Les Échos : Et précisément, au sein des organisations syndicales, la CFTC semble assez isolée dans sa défense de la famille.

Alain Deleu : C'est l'étrangeté de la situation française. Tout le monde proclame son attachement à la famille mais lorsqu'on monte dans les états-majors politiques et syndicaux les pratiques, à quelques exceptions près, sont assez loin des discours. On parle de fracture sociale mais il y a une fracture presque idéologique entre un grand nombre de dirigeants politiques et sociaux et ce que ressentent les Français dans le domaine de la politique familiale. Aujourd'hui, non seulement l'écart se creuse entre les riches et les pauvres, mais aussi entre ceux qui ont des enfants et ceux qui n'en ont pas.

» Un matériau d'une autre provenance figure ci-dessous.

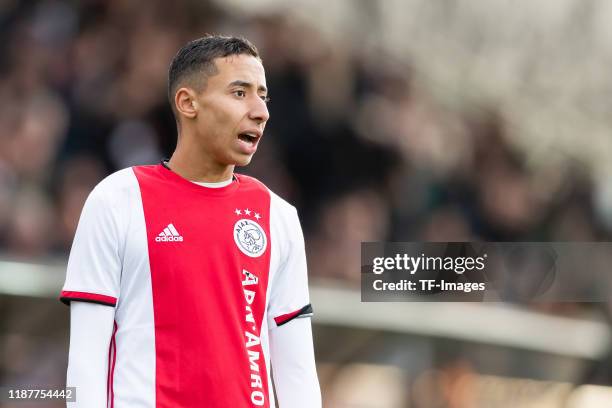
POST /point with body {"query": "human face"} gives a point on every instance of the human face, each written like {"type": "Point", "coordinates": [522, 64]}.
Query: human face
{"type": "Point", "coordinates": [232, 111]}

Les Échos : Le gouvernement s'apprête à remettre en cause un certain nombre d'aides à l'emploi. Est-ce que les partenaires sociaux n'ont pas joué les apprentis sorciers en critiquant certaines des aides au risque de voir les crédits sévèrement amputés ?

Alain Deleu : La politique des aides en faveur de l'emploi a commencé par la budgétisation d'une partie des cotisations familiales et des exonérations de charges sur les plus bas salaires. C'était un premier signal fort et alarmant donné aux salariés : vous avez des charges de famille, ça ne concerne pas les entreprises ; vous êtes trop chers, mais comme on ne peut pas baisser les salaires on baisse le salaire familial. Priorité était donnée à l'argent sur les hommes. Depuis, cette politique a été poursuivie par un transfert progressif des charges salariales patronales sur l'impôt.

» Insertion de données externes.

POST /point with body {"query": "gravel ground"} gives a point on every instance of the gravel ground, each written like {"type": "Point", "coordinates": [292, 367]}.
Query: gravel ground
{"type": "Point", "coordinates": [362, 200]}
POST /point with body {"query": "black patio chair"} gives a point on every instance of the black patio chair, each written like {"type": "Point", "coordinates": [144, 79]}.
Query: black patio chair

Les Échos : Mais comment, selon vous, réorienter les aides pour qu'elles débouchent sur l'emploi ?

Alain Deleu : Il faut que les aides correspondent à des emplois nouveaux réels, et pour cela il est nécessaire d'établir un lien direct et mesurable : par exemple l'allocation de remplacement pour l'emploi (préretraites pour 40 ans de cotisations) ou bien la cessation progressive d'activité sont à développer, de même il faut aider les salariés qui jouent le jeu de l'emploi en entrant dans la logique de l'aménagement de réduction du temps de travail. Jusqu'à présent, on s'est borné à aider les entreprises. En se tournant vers les salariés on ouvre une nouvelle voie très fructueuse.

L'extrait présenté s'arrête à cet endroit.